Faltam 7 minutos
O 30 de novembro simbolizou parte da história recente do Botafogo. É hora de lembrá-la.
Sempre nos faltou muita coisa, mas o telão com o +7 nos soava como uma placa em uma estrada na qual estivemos perdidos por muito tempo e que estava apenas escrito: casa. Faltava pouco, muito pouco.
O jogo pareceu simbolizar toda a nossa existência. O cartão, uma lembrança de como tivemos que sobreviver: remando mais do que os outros. Seja com venda de sede, dirigentes canalhas e uma “mídia suja”, como cantamos no hit de 2024.

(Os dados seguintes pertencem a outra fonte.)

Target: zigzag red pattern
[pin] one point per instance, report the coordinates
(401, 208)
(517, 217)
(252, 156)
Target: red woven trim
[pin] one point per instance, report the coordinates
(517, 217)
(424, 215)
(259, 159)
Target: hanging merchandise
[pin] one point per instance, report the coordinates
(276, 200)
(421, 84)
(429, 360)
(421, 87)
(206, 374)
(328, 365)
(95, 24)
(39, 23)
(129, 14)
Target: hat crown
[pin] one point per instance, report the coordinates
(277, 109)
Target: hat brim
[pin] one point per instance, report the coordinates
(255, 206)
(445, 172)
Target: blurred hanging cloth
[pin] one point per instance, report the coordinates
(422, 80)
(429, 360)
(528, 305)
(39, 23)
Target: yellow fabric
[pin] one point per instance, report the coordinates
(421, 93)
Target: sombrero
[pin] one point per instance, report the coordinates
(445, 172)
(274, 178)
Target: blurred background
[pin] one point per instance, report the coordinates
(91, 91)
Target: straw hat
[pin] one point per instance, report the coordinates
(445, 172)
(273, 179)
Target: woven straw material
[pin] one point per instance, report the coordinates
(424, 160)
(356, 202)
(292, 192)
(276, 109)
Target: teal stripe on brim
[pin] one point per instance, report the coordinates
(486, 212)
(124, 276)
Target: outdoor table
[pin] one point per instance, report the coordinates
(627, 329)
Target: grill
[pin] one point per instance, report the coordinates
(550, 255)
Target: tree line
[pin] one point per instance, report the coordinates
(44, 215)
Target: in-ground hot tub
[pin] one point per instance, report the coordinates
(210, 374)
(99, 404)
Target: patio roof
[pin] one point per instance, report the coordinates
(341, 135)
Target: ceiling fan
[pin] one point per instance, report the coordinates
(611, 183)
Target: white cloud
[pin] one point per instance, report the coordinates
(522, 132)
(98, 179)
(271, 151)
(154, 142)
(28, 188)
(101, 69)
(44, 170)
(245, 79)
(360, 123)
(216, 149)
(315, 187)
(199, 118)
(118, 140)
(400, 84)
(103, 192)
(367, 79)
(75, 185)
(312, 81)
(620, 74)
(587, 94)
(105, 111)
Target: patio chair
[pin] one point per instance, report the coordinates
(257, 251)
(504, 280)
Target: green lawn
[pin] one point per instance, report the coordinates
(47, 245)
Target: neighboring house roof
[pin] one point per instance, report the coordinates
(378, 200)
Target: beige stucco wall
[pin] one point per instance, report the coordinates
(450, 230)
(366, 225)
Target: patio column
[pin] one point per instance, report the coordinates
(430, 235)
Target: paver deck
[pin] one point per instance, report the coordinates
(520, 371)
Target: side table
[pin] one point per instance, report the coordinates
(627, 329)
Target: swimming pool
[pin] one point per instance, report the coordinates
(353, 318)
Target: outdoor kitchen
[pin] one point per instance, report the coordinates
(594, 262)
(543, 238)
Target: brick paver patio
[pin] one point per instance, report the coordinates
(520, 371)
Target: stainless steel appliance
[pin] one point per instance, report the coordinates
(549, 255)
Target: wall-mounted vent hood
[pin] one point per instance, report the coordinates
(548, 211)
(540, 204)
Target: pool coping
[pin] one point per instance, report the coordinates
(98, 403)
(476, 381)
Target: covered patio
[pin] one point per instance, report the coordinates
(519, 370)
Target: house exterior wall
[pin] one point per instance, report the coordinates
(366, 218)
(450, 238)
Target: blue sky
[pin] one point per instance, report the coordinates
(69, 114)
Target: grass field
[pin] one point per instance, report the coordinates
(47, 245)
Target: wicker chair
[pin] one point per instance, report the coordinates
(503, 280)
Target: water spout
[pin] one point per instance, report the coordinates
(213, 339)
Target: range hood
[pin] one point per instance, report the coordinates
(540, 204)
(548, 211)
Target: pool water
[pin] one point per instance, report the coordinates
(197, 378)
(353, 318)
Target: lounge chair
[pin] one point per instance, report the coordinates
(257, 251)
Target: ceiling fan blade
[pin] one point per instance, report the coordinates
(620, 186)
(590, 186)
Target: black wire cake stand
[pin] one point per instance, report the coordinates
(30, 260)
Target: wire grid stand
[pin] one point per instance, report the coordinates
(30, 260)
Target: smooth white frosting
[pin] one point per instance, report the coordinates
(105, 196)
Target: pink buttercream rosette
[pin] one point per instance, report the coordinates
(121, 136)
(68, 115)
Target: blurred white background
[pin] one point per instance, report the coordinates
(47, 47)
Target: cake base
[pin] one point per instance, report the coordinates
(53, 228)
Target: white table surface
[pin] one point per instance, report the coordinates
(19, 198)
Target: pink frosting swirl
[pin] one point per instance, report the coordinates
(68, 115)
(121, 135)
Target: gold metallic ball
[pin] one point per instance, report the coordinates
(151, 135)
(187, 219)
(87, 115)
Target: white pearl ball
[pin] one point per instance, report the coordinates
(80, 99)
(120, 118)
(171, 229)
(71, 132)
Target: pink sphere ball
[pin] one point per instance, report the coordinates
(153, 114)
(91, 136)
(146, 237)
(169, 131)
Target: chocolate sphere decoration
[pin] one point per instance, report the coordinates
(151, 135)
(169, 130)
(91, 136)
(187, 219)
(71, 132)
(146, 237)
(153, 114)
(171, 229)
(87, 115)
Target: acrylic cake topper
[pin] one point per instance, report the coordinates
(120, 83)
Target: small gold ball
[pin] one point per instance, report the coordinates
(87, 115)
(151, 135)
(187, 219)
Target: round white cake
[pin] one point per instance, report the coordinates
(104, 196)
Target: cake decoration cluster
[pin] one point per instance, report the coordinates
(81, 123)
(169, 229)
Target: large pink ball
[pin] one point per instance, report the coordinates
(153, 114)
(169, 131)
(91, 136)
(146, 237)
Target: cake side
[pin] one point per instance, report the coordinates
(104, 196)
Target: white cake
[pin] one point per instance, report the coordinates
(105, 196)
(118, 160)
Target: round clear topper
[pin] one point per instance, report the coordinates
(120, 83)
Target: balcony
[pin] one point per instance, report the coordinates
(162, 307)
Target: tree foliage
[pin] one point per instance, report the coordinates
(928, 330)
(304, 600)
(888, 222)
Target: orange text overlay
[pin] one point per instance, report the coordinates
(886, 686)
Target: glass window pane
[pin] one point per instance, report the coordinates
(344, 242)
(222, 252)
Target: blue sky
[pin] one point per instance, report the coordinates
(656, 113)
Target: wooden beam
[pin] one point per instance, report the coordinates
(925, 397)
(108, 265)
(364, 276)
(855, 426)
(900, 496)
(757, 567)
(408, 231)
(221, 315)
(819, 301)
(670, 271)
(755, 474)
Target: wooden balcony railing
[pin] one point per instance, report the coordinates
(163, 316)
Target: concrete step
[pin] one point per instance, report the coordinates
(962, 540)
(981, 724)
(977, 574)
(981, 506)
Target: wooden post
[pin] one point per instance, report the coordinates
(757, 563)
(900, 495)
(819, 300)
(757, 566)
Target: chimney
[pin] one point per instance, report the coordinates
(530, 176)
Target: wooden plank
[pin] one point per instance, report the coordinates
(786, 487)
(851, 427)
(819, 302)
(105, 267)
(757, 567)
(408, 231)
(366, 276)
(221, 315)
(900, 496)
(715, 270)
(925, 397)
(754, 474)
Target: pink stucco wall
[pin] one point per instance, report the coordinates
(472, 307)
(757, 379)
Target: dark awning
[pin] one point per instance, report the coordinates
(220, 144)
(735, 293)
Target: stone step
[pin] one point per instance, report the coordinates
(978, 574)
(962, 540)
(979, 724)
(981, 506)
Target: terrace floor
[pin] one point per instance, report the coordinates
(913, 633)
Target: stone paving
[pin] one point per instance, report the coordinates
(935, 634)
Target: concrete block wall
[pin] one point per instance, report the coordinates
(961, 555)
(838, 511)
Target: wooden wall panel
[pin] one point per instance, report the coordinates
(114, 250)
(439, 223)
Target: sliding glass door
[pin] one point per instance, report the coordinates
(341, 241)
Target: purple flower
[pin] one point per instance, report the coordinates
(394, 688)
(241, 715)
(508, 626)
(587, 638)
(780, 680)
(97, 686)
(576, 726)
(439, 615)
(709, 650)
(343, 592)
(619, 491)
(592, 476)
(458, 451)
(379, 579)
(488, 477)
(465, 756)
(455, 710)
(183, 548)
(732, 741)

Com o cartão, as mãos às cabeças foram inevitáveis. Lá do estádio (qualquer um dos dois), a torcida passou a “olhar para o céu e perguntar “por quê?”. Parecia que aquele jogo, com tudo que aconteceu, seria a “prova definitiva de que havíamos, enfim, com todo o esforço para chegar à Argentina, completado a longa e penosa estrada de humilhações (…).”
As aspas do parágrafo acima são de 2007, escritas diretamente em um guardanapo no McDonald’s do obelisco de Buenos Aires, no dia seguinte à tragédia no mesmo estádio Monumental. Ali, provavelmente, nunca estivemos tão baixo.
De lá para cá, sobrevivemos. E a questão sempre foi “como?”. Por vezes, parecíamos brigar com a realidade, enquanto cabeças brancas completamente desapegados de amor pelo clube satisfaziam o seu ego — quando não os seus bolsos — torturando-nos com gestões que nos relegavam aos porões do futebol.
Mas a gente continuou. A qualquer sombra de esperança, estávamos lá para lembrar aos dirigentes, imprensa e rivais quem realmente éramos. E que, por nós, poderia e deveria ser diferente.
É curioso escrever isso e voltar ao campo do Monumental agora após a expulsão. Lembrar do Luís Henrique com as mãos no rosto e pensar como aqueles caras continuaram a correr. E corriam, como corriam.
E por correrem, a gente voltou à vida. A acreditar e a lembrar de tudo que fizemos. De todas as festas, de levar mais de 40 mil pessoas a outro país. De quem somos. Levantamos os braços e a voz, mas não estava fácil. Só que felizmente, como em boa parte de nossa história, não era hora de razão.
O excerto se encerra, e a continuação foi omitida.